Simplified microwave photonic filter for 6G; manipulating multiple lasers on chip; attosecond observation.
Researchers from Peking University developed a new chip-sized microwave photonic filter to separate communication signals from noise and suppress unwanted interference across the full radio frequency spectrum.
“This new microwave filter chip has the potential to improve wireless communication, such as 6G, leading to faster internet connections, better overall communication experiences and lower costs and energy consumption for wireless communication systems,” said Xingjun Wang from Peking University.
The team created a simplified photonic architecture for the filter. First, a phase modulator serves as the input of the radio frequency signal, which modulates the electrical signal onto the optical domain. Next, a double-ring acts as a switch to shape the modulation format. An adjustable microring is the core unit for processing the signal. Finally, a photodetector serves as the output of the radio frequency signal and recovers the radio frequency signal from the optical signal.
“The greatest innovation here is breaking the barriers between devices and achieving mutual collaboration between them,” said Wang. “The collaborative operation of the double-ring and microring enables the realization of the intensity-consistent single-stage-adjustable cascaded-microring (ICSSA-CM) architecture. Owing to the high reconfigurability of the proposed ICSSA-CM, no extra radio frequency device is needed for the construction of various filtering functions, which simplifies the whole system composition.”
In tests, the simplified photonic architecture showed comparable performance with lower loss and system complexity compared with previous programmable integrated microwave photonic filters composed of hundreds of repeating units.
The researchers plan to further optimize the modulator and improve the overall filter architecture to achieve a high dynamic range and low noise while ensuring high integration at both the device and system levels.
Researchers at the National Institute of Standards and Technology (NIST) developed chip-scale devices for simultaneously manipulating the color, focus, direction of travel, and polarization of multiple beams of laser light. It could be used to create portable sensors that could measure such fundamental quantities as rotation, acceleration, time, and magnetic fields with high accuracy outside a laboratory, and enable miniature optical atomic clocks.
The single-chip design combines integrated photonic circuits and an optical metasurface, which consists of glass wafers imprinted with millions of tiny structures that manipulate the properties of light without the need for bulky optics. The one chip was able to perform the work of 36 optical components. It was also able to direct two beams of different colors to travel alongside each other, a requirement for some types of advanced atomic clocks.
NIST researchers designed and fabricated this on-chip system to shape multiple laser beams (blue arrows) and control their polarization before the light is sent into space to interact with a device or material. Three components all contribute to manipulating the laser beams: An evanescent coupler (EVC), which couples light from one device to another; a metagrating (MG), a tiny surface imprinted with millions of tiny holes that scatter light just as a large-scale diffraction grating would; and a metasurface (MS), a small glass surface studded with millions of pillars that acts as lenses. (Credit: NIST)

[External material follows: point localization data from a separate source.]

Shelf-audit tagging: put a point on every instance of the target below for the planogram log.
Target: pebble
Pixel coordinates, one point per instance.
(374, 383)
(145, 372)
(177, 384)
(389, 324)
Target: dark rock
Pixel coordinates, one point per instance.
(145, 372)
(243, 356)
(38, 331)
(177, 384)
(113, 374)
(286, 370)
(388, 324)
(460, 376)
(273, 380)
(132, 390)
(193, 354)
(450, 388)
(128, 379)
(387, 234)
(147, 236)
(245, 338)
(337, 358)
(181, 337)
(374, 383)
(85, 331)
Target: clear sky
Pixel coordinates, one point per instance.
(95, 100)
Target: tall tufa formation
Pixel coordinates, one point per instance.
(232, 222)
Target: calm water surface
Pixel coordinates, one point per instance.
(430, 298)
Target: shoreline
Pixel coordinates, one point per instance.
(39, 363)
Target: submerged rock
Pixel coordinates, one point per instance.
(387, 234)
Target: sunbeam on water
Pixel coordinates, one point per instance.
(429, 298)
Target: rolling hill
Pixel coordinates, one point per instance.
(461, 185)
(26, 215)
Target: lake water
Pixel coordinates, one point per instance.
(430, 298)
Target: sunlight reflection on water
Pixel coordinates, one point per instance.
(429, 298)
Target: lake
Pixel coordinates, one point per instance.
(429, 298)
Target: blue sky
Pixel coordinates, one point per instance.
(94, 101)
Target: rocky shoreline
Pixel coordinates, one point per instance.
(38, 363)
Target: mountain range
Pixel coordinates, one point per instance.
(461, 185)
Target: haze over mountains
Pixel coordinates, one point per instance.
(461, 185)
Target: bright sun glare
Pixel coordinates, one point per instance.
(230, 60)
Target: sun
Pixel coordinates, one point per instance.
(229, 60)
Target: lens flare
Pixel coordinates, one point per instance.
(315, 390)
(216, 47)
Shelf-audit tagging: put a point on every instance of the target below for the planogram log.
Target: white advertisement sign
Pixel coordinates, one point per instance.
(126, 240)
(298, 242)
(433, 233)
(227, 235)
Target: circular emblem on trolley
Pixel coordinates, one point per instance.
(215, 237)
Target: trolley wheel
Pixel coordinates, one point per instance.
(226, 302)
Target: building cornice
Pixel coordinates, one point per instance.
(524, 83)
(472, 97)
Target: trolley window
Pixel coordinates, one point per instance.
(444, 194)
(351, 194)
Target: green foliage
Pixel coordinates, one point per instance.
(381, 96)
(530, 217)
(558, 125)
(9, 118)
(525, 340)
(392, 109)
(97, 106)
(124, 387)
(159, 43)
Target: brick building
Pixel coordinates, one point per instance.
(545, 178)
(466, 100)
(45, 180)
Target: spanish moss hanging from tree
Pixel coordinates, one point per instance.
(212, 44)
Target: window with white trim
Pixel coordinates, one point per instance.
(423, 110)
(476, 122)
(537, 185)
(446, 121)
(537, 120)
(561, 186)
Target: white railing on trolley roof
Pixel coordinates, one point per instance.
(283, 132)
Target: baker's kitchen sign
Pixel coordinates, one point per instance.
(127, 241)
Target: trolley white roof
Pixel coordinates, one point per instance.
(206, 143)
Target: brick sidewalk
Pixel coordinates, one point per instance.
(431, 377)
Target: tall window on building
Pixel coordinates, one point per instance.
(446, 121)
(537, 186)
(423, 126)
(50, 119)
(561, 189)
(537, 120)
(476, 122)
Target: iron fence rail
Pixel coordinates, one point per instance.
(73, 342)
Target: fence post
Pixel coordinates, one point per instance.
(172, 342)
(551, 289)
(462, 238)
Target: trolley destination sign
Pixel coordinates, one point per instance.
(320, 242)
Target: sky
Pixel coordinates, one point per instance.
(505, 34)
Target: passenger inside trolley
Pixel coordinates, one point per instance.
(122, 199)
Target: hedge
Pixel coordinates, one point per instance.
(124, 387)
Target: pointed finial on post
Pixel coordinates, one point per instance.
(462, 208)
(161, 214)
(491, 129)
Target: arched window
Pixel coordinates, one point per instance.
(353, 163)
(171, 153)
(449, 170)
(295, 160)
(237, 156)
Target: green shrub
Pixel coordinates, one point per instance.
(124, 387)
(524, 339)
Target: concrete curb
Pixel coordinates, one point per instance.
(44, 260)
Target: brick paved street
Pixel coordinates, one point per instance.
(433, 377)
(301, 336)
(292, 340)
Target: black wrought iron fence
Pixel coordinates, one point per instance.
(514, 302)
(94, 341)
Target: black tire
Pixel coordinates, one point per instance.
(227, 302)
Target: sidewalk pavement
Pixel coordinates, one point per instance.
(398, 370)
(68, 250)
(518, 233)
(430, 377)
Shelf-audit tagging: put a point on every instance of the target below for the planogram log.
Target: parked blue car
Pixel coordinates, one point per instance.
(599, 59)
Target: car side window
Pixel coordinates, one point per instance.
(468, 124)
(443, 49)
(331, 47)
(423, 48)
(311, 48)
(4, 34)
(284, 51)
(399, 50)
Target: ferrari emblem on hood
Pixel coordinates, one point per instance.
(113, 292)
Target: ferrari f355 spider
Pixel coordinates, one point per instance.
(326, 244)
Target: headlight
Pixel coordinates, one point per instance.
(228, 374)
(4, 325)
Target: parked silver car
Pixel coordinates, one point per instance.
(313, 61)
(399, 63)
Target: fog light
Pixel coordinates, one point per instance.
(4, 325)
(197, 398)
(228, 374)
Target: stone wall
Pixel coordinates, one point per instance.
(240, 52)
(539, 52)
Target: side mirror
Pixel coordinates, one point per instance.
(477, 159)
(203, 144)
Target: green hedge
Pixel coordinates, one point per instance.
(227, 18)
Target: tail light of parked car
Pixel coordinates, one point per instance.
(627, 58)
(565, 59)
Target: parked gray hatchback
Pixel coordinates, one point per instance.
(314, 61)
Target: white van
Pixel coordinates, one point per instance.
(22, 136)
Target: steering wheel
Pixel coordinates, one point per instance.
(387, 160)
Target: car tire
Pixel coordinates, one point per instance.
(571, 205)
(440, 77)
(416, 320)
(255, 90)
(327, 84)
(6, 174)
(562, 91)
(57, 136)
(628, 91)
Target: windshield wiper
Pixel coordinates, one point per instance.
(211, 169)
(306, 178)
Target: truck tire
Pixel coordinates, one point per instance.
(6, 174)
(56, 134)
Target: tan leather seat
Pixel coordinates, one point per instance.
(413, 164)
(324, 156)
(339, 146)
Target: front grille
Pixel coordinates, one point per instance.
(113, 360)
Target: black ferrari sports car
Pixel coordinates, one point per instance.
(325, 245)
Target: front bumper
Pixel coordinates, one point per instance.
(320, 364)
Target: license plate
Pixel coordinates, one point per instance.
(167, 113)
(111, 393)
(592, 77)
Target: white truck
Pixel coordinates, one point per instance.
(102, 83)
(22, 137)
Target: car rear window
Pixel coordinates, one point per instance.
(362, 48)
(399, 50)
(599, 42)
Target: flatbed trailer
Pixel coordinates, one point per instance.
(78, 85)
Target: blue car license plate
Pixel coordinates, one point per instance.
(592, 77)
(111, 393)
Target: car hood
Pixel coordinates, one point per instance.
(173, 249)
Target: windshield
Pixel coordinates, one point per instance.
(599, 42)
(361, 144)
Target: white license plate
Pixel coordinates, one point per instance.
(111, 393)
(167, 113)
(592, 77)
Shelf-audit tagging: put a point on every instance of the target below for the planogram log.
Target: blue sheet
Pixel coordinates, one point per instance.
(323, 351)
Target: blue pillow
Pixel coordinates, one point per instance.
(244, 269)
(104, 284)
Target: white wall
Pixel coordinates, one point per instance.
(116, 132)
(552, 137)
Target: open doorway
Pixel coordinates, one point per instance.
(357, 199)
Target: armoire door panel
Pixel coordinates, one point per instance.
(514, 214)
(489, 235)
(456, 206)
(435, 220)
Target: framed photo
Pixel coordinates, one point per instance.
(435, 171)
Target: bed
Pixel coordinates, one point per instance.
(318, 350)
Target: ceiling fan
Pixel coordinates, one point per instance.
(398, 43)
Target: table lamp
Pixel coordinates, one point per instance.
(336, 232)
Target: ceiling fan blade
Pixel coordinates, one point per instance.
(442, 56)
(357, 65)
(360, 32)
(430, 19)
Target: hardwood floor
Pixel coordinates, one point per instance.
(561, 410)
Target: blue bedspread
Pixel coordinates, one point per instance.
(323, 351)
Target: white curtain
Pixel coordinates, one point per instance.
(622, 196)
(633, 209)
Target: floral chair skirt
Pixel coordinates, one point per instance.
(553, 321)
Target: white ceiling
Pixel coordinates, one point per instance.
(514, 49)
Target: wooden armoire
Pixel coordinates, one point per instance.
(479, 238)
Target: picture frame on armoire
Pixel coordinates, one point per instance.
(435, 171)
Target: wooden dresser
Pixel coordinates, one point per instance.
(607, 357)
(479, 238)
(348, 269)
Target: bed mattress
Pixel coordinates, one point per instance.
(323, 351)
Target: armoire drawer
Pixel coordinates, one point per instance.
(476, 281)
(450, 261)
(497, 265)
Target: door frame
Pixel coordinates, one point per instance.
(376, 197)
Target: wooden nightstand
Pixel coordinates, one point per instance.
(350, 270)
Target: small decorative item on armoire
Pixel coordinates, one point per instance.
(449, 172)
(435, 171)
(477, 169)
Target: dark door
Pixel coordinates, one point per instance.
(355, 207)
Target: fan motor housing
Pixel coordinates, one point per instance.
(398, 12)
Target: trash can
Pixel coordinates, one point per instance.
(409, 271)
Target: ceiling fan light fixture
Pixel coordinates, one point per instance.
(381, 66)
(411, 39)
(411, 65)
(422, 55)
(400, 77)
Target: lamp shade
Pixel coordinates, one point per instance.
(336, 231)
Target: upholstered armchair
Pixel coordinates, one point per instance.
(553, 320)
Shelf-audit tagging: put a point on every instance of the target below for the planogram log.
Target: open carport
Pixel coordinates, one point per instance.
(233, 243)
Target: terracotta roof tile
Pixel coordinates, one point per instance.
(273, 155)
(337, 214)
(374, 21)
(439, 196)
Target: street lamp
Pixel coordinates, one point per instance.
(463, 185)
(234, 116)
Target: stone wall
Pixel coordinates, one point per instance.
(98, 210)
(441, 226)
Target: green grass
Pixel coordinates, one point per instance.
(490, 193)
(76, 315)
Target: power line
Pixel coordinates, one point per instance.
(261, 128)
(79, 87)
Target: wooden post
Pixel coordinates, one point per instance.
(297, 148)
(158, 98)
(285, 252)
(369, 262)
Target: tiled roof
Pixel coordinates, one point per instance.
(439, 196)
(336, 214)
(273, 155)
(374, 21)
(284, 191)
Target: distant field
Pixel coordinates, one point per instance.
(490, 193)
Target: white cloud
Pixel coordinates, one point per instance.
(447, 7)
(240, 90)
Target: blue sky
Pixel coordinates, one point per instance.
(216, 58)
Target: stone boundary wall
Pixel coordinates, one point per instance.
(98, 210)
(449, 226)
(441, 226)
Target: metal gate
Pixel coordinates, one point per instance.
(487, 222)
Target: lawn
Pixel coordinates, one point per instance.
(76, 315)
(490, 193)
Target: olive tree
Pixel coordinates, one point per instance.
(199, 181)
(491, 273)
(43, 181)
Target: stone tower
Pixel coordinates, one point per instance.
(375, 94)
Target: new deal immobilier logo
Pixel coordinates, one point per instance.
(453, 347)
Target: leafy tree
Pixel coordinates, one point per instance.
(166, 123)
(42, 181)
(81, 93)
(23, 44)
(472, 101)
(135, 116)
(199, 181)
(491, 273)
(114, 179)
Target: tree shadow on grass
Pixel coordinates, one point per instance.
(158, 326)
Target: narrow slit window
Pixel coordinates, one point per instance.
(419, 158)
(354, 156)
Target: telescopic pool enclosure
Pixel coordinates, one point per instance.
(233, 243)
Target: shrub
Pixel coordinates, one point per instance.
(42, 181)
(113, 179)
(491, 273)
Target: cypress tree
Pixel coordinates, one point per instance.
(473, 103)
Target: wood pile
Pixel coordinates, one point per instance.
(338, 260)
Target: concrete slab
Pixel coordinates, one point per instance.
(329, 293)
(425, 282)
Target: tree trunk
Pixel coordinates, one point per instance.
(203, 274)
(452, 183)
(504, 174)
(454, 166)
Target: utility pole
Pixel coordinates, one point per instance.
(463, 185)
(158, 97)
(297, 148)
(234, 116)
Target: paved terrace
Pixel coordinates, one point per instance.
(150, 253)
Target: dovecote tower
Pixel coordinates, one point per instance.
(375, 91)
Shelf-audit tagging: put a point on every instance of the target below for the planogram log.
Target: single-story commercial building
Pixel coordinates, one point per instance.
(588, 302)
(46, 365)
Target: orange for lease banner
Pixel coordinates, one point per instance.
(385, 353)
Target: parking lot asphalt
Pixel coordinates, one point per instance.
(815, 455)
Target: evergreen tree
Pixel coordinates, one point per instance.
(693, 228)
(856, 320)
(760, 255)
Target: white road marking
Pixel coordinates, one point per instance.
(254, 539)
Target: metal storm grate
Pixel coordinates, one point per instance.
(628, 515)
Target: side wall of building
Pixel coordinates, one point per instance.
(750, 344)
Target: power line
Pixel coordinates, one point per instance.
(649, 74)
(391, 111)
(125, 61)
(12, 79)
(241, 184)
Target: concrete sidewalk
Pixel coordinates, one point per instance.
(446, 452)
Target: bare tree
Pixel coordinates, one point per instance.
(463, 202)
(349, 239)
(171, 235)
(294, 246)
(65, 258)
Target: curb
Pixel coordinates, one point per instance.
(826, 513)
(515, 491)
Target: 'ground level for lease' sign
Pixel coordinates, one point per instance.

“Replacing an optical table full of bulky optical components with a simple semiconductor wafer that can be fabricated in the clean room is truly game-changing,” said Amit Agrawal, a member of the NIST team. “These kinds of technologies are needed since they are robust and compact and can be easily reconfigured for different experiments under real-world conditions.”
The chip-based optical system is a work in progress, said NIST scientist Vladimir Aksyuk, noting that the laser light is not yet powerful enough to cool atoms to the ultra-low temperatures required for a miniaturized advanced atomic clock, but believes the work to be a key stepping stone.
Researchers from Harvard University and Graz University of Technology developed and tested a meta-optics lens for microscopes that could enable attosecond observations.
The lens makes it possible to use extreme ultraviolet radiation in microscopy. The extremely short wavelength of this light enables it to follow ultra-fast physical processes in the attosecond range, such as taking real-time images of the inside of transistors.
However, the extreme ultraviolet wavelength also presents challenges for typical optics materials, which are opaque to this light. “I asked myself whether the classical principle of optics could not be reversed. Can you use the absence of material in small areas as the basis of an optical element?” said Marcus Ossiander of the Institute of Experimental Physics at TU Graz.
Using this concept, the team created a precisely calculated arrangement of tiny holes in an extremely thin silicon foil. These holes conduct and focus the incident attosecond light. The researchers observed that these vacuum tunnels transmit more light energy than should be possible due to the hole-covered surface, suggesting that the meta-optics literally sucks the ultraviolet light into the focal point.
The meta-optics consists of an approximately 200-nanometer-thin film into which tiny hole structures have been etched. The entire lens consists of many hundreds of millions of holes; there are about ten of these structures per micrometer on the membrane. A single hole measures between 20 and 80 nanometers in diameter. The diameters of the holes vary and decrease from the center of the membrane outwards. Depending on the size of the hole, the incident light radiation there is delayed and thus collapses into a tiny focal point.
Next, the researchers plan to develop a microscope that works with this lens. The attosecond microscope would enable researchers to closely observe transistors and track the ultrafast movement of charge carriers in space and time.